St Helena Online

St Helena Online

The St Helena report and the gap in media

Falklands wealth: a glimpse of St Helena’s future? Maybe that’s going a bit far…

St Helenians might look with envy to their South Atlantic cousins, just over the horizon (and a bit) on the Falkland Islands. There’s prosperity on those windswept hills – and no one seems to mourn for hard times, now gone.

An interesting article in the UK newspaper, The Independent, paints a picture of the economic transformation the islands have undergone since the ending of the “sheep-ocracy” that once prevailed, when the Falkland Islands Company owned pretty well everything. Now houses stretch for a mile along the shore at Stanley; there are decent roads to farmsteads out in Camp, but few people live there now.

Oil wealth even raises the prospect of the Falklands doing what many want Scotland to do, and becoming independent. With a flow of black gold, the islands might even be able to fund their own defence, and have enough left over to pay ‘aid’ to the UK. It’s a delicious idea.

Assembly member Mike Summers says the islands used to be feudal and colonialistic, ‘but what you see now is a modern egalitarian society with opportunity for everyone.’

As islander Robert Rowlands puts it in the article, ‘It’s beyond our wildest dreams how it’s changed. Now we are the luckiest working-class people in the world.’

Compare this with the trepidation many people on St Helena are feeling – understandably – about the change that an airport might bring. This was Julian Cairns-Wicks in eloquent mood in last week’s Independent (the St Helena one), admittedly prompted by idiots who drop litter on their beautiful island:

‘The real shame of it all is simply the whole premise on which this airport, hotel, chalet, golf course etc. is based, would appear to me to be fallacious, because the real beauty of the island is the manner in which one is removed from the grime and grot of an uncertain world, into a slow meandering way of life, pleasantly decanted from a different time.

‘Thirty Thousand visitors per year will strip away all vestiges of this timeless society and all will be rendered unpleasant, without beauty, tranquillity or calm. The price of progress is not kind or thoughtful; the fact is we are sitting on the very branch we are sawing from the tree.’

It’s not for this far-distant observer to say that St Helena should or should not have an airport, though I will say that my family’s visit in 2009 was driven by an anxious wish for our daughters to see St Helena before it was irretrievably changed by air access.

On the other hand, I have to confess that life is immeasurably easier when there’s a bit of money floating around (what am I saying? I don’t miss the stress of my BBC job now it’s gone).

Older Saints will be quite entitled to grieve for whatever parts of St Helena’s culture are lost, but future generations might see it differently.

And the Falklands offer an interesting comparison there, too – and one that may be even harder for some people to swallow, as Argentina becomes more aggressive in its attitude to Las Islas Malvinas.

Many who lived through the traumas of the 1982 conflict find it too painful to countenance a closer relationship with Argentina, reports The Independent, but university graduates who’ve returned home to the islands would be quite prepared to do business with professionals in Buenos Aires, and maybe even join Mercosaur, the South American economic federation.

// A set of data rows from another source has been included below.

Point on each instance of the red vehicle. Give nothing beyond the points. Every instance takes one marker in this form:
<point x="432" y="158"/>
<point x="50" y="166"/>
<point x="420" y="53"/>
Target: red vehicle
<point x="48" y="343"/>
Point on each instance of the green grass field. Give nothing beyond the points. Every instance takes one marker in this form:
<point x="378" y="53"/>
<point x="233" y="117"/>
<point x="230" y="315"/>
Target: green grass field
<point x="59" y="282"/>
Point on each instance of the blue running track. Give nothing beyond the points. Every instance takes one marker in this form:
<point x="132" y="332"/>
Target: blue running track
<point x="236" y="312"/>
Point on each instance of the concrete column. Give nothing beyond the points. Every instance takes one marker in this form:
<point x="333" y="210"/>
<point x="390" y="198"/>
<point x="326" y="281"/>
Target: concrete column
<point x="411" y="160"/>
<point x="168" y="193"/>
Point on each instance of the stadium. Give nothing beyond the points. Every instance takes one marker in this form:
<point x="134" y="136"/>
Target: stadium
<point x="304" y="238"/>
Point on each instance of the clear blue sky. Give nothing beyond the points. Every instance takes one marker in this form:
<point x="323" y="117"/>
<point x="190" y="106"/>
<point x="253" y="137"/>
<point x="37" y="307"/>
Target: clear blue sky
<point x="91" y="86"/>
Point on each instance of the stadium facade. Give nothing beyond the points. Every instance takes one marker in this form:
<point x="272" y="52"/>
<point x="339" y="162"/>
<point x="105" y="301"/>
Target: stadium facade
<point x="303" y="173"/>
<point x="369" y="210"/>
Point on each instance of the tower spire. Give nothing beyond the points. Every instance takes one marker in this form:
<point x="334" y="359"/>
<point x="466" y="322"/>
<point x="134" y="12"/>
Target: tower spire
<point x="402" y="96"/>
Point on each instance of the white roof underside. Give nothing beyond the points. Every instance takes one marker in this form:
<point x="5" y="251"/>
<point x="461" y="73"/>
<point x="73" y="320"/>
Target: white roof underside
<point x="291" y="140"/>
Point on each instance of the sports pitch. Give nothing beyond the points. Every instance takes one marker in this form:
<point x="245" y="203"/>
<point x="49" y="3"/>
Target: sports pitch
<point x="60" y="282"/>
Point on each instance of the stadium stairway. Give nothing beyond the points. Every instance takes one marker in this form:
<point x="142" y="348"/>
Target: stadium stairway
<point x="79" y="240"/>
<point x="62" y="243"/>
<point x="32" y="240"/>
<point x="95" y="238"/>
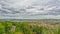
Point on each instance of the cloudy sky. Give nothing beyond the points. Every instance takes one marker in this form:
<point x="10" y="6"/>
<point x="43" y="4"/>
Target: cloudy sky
<point x="29" y="9"/>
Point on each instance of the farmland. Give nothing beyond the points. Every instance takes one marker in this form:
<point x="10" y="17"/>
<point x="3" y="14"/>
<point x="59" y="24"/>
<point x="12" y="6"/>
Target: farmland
<point x="29" y="27"/>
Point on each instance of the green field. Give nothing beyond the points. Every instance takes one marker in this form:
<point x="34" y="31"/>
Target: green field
<point x="29" y="27"/>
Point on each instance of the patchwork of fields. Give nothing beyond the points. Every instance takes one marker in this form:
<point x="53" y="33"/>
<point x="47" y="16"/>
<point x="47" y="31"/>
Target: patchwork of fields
<point x="29" y="27"/>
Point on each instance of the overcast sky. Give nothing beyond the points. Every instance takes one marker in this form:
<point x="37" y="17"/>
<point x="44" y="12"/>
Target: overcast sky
<point x="29" y="9"/>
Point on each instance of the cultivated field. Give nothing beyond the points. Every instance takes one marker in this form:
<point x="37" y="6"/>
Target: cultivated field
<point x="29" y="27"/>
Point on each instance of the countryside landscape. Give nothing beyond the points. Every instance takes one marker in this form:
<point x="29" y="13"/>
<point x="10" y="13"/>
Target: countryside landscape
<point x="29" y="27"/>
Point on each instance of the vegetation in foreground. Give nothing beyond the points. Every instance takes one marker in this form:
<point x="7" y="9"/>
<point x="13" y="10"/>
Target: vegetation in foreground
<point x="8" y="27"/>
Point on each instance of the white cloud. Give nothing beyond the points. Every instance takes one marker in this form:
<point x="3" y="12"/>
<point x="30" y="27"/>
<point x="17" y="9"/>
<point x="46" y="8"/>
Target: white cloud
<point x="32" y="9"/>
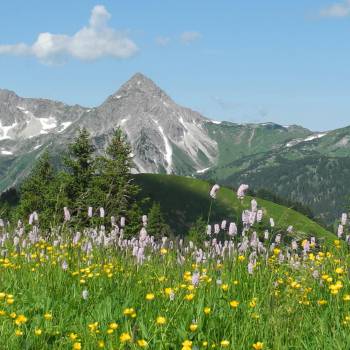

‘Over time.’ says Mike Summers, ‘Our children or our grandchildren or our great grandchildren may take the view that they would be better off associated with Argentina or Mercosur than the United Kingdom.”

And on St Helena, what might yet-unborn children grow up to think? In 30 years’ time, all the worries about protecting St Helena’s distinctive culture may not seem so important. Returning to the island in 2009, I found fondly-remembered aspects of island life already gone – the packed floor at Blue Hill dances, for instance.

There will still be Saints in Jamestown and ‘porpoises’ off Lemon Valley, and extraordinary walks, and with a bit of luck and love, amazing colonial heritage. Whatever drops out of the sky in 2015, I suspect St Helena will be special for a long time yet.